星の雫~超極秘のお姫様~

「んで、リアの変装のことだけど・・・バレないためだから。」

レオがさらりと話を変えた。


「バレないため?」

首を傾げたあたしに、レオは頷く。


「そ。リアを捕獲しようと、役人やら騎士団やらが必死こいて走り回ってるだろーからな。」


「あたし、珍獣扱い!?」


「まぁ、そんな感じだな~。」


え!?酷くない!?

レオはアハハと笑っているし、ソウもシオもヒルゥも確かにというように頷いていた。


あたし・・・人間だよ!?
至って普通の人間だよ!?


「それで、なんで旅かというと~」


レオめ・・・またもやさらりと話を変えるとは!!!

あたしへのフォローは無しなの!?


「"知るため"さ。
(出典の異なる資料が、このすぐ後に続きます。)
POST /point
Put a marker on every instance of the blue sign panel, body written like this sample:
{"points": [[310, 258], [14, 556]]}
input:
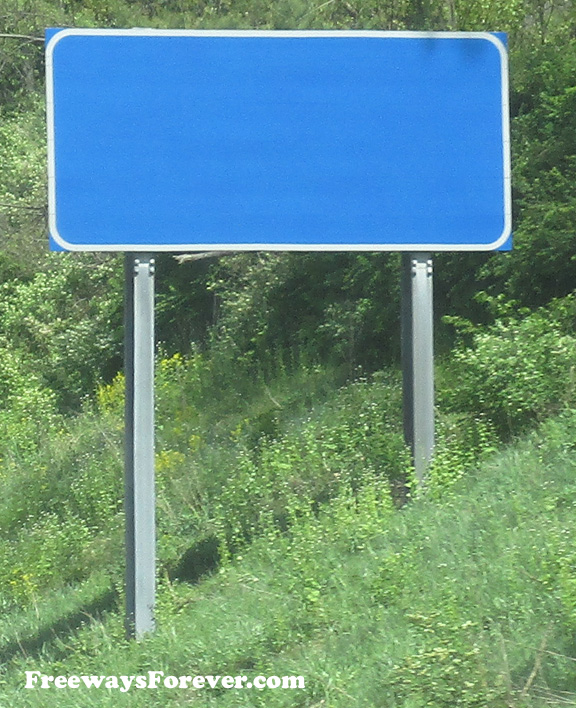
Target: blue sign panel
{"points": [[177, 140]]}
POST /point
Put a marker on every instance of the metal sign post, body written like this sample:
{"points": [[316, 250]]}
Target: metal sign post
{"points": [[139, 445], [275, 140], [418, 359]]}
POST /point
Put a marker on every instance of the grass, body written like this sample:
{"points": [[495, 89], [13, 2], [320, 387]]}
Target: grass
{"points": [[468, 601]]}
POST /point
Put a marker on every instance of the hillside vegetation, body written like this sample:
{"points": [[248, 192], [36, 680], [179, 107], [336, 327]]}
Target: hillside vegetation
{"points": [[291, 539]]}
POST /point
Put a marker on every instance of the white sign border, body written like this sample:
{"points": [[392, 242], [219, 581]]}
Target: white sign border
{"points": [[178, 248]]}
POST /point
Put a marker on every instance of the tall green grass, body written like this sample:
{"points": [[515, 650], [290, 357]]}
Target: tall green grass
{"points": [[468, 601]]}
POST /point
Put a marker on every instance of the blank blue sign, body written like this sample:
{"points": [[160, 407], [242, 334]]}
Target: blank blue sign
{"points": [[163, 140]]}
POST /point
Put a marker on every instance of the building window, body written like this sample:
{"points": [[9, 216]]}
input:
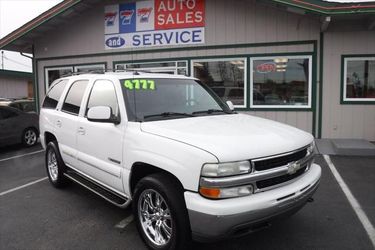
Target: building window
{"points": [[281, 82], [55, 73], [170, 67], [51, 74], [359, 79], [226, 77]]}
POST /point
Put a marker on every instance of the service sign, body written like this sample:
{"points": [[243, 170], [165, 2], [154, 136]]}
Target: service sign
{"points": [[154, 23]]}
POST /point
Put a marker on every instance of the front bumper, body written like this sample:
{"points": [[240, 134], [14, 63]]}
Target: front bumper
{"points": [[212, 219]]}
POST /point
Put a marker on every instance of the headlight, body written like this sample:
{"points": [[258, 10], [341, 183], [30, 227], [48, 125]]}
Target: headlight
{"points": [[311, 148], [226, 169]]}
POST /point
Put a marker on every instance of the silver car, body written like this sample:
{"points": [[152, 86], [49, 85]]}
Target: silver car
{"points": [[18, 127]]}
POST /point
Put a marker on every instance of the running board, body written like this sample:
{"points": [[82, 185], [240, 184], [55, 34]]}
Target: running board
{"points": [[98, 189]]}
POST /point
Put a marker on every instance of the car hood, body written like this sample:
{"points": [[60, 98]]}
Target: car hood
{"points": [[232, 137]]}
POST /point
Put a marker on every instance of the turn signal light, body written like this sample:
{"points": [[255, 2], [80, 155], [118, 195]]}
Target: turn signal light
{"points": [[213, 193]]}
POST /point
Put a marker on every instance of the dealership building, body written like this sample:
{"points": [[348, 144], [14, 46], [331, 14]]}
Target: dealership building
{"points": [[307, 63]]}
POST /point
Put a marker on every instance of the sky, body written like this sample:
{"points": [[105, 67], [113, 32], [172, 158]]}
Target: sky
{"points": [[13, 14]]}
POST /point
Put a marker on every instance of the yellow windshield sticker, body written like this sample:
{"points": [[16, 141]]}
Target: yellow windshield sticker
{"points": [[139, 84]]}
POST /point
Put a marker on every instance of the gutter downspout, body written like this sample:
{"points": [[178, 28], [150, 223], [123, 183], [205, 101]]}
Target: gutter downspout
{"points": [[35, 78]]}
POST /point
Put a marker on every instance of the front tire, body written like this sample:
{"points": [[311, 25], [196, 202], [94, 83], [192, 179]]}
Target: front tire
{"points": [[55, 165], [160, 213]]}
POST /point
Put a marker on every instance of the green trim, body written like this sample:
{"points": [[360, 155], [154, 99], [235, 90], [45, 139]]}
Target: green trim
{"points": [[314, 84], [321, 68], [342, 82], [13, 73], [326, 12], [35, 82], [38, 24], [189, 48]]}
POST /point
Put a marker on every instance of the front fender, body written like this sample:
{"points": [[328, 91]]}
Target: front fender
{"points": [[182, 160]]}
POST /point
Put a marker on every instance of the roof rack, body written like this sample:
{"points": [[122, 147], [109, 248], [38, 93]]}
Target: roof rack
{"points": [[103, 71]]}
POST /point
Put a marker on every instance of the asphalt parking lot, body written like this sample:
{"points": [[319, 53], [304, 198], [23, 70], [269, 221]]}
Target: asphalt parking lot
{"points": [[38, 216]]}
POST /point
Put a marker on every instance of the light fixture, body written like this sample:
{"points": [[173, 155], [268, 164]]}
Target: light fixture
{"points": [[281, 66], [237, 62]]}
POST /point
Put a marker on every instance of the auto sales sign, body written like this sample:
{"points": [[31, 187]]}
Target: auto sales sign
{"points": [[154, 23]]}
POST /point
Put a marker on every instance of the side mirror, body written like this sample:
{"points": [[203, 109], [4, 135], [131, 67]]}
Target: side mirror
{"points": [[230, 105], [101, 114]]}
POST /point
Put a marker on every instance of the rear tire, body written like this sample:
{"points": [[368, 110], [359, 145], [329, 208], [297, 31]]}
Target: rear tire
{"points": [[160, 213], [55, 165], [29, 137]]}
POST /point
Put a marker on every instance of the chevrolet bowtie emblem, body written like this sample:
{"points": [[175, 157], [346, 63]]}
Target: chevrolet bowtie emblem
{"points": [[293, 167]]}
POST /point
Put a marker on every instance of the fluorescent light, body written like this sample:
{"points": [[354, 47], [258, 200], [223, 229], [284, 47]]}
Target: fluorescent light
{"points": [[237, 62], [280, 60], [281, 66]]}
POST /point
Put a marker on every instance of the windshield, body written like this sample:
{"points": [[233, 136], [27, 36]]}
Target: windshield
{"points": [[159, 99]]}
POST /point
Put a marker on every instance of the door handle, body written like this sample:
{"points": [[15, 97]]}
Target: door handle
{"points": [[81, 131], [58, 123]]}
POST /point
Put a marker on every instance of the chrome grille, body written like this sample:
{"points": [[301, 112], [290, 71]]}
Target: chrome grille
{"points": [[261, 165]]}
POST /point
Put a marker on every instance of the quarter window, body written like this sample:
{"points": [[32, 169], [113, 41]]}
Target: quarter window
{"points": [[74, 97], [103, 94], [281, 82], [54, 95], [359, 79], [226, 77]]}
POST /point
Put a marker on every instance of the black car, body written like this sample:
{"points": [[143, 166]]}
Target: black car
{"points": [[17, 126]]}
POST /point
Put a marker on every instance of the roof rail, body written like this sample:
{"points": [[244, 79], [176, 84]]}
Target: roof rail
{"points": [[103, 71]]}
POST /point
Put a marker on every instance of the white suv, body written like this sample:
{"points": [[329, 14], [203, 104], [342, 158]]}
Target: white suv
{"points": [[191, 166]]}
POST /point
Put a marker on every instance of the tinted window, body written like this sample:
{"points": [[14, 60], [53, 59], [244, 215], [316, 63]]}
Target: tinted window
{"points": [[149, 99], [73, 99], [7, 113], [53, 74], [54, 95], [103, 94]]}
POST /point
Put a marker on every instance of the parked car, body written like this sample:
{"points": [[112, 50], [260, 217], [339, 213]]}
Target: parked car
{"points": [[18, 127], [189, 164]]}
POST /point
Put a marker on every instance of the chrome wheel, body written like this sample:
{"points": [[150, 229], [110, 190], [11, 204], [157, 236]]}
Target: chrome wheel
{"points": [[155, 217], [30, 137], [52, 165]]}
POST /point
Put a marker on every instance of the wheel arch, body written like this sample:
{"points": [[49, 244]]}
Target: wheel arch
{"points": [[140, 170]]}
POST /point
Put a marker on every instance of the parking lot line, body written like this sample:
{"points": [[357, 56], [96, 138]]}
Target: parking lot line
{"points": [[23, 186], [18, 156], [122, 224], [352, 200]]}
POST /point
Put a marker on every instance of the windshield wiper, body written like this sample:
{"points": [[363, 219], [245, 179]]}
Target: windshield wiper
{"points": [[210, 111], [168, 114]]}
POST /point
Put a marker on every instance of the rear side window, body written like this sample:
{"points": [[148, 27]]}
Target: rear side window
{"points": [[103, 94], [74, 97], [53, 96], [7, 113]]}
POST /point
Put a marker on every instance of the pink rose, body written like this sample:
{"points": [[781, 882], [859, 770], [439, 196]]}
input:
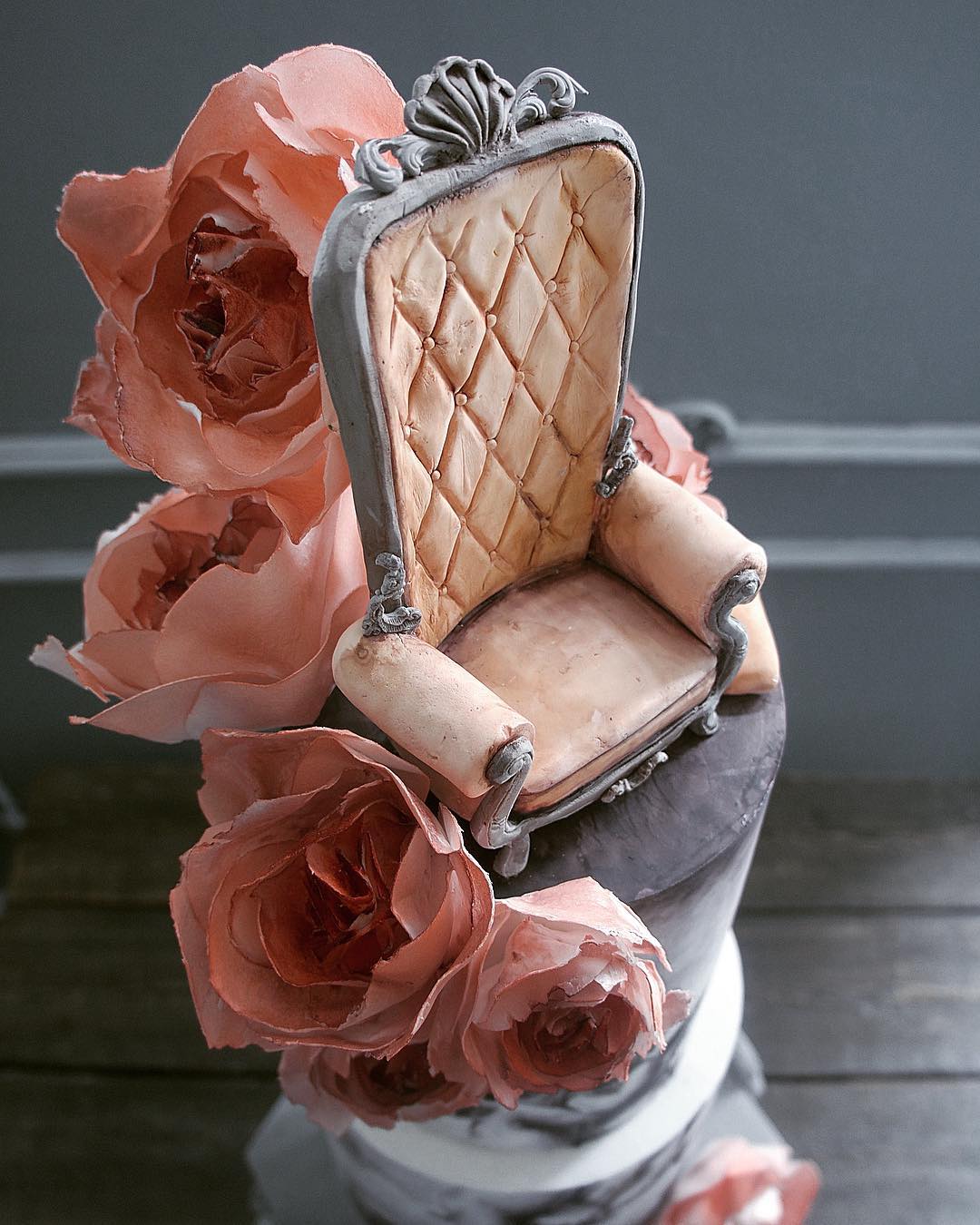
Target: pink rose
{"points": [[326, 904], [201, 612], [665, 445], [207, 370], [336, 1087], [735, 1182], [564, 995]]}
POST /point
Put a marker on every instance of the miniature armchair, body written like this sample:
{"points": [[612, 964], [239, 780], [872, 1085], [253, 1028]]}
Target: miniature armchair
{"points": [[546, 615]]}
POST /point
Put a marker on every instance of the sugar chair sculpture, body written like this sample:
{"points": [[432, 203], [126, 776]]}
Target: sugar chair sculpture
{"points": [[546, 614]]}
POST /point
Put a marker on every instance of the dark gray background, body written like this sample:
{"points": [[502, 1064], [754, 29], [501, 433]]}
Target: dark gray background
{"points": [[811, 255], [812, 241]]}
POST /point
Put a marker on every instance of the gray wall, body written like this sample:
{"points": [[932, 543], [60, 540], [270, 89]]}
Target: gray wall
{"points": [[811, 256]]}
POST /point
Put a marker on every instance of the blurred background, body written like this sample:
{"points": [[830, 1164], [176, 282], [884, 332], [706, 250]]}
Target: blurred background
{"points": [[810, 263]]}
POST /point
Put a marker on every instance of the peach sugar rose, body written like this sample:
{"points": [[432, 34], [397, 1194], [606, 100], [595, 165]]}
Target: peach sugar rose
{"points": [[326, 904], [207, 370], [201, 612], [565, 994], [337, 1087], [735, 1182]]}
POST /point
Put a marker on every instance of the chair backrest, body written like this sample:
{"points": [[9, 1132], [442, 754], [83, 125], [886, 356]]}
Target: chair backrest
{"points": [[485, 311]]}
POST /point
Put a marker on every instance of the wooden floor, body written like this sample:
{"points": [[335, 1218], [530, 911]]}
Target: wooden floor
{"points": [[860, 934]]}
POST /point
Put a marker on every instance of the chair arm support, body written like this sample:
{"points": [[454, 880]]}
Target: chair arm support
{"points": [[760, 669], [429, 706], [672, 546]]}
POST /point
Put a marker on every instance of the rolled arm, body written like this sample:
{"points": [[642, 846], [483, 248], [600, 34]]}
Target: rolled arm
{"points": [[427, 704], [672, 546]]}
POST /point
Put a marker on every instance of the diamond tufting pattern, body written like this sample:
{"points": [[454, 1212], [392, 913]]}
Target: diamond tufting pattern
{"points": [[496, 321]]}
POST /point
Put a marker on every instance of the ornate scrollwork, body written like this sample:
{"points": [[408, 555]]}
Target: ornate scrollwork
{"points": [[395, 620], [620, 458], [634, 779], [457, 112]]}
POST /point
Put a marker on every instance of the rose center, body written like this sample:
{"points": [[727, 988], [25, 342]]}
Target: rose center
{"points": [[245, 316], [245, 542], [350, 925], [403, 1080]]}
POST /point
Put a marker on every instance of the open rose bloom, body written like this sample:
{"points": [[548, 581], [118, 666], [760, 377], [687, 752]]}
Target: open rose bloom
{"points": [[564, 995], [201, 612], [337, 1087], [662, 441], [326, 904], [207, 370], [735, 1182]]}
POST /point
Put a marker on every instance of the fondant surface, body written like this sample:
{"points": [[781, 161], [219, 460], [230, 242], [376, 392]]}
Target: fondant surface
{"points": [[496, 321], [679, 848], [592, 663]]}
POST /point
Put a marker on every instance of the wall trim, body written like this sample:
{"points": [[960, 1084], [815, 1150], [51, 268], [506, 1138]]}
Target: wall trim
{"points": [[777, 443], [830, 553], [59, 455], [740, 443]]}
」


・・・知るため?何を?

疑問を口に出そうとしたけど、先にヒルゥが平坦な口調で、レオに聞いていた。


「それは、“アレ”のこと?」


“アレ”ってどれよ。

突っ込もうとした時、またもや先に・・・今度はレオに遮られた。


「そうに決まってるだろ。だいたい、それ以外に何がある。」

キッパリとした口調。どこか、嘲るように聞こえるのは、気のせい?


「ハハ!それもそうだね。でも“アレ”は、伝説だよ?資料は厳重に警備されてると思うけど。」

ヒルゥは乾いた笑いの後、冷たく言った。

あたしは一体いつ突っ込めば良いのだろうかね。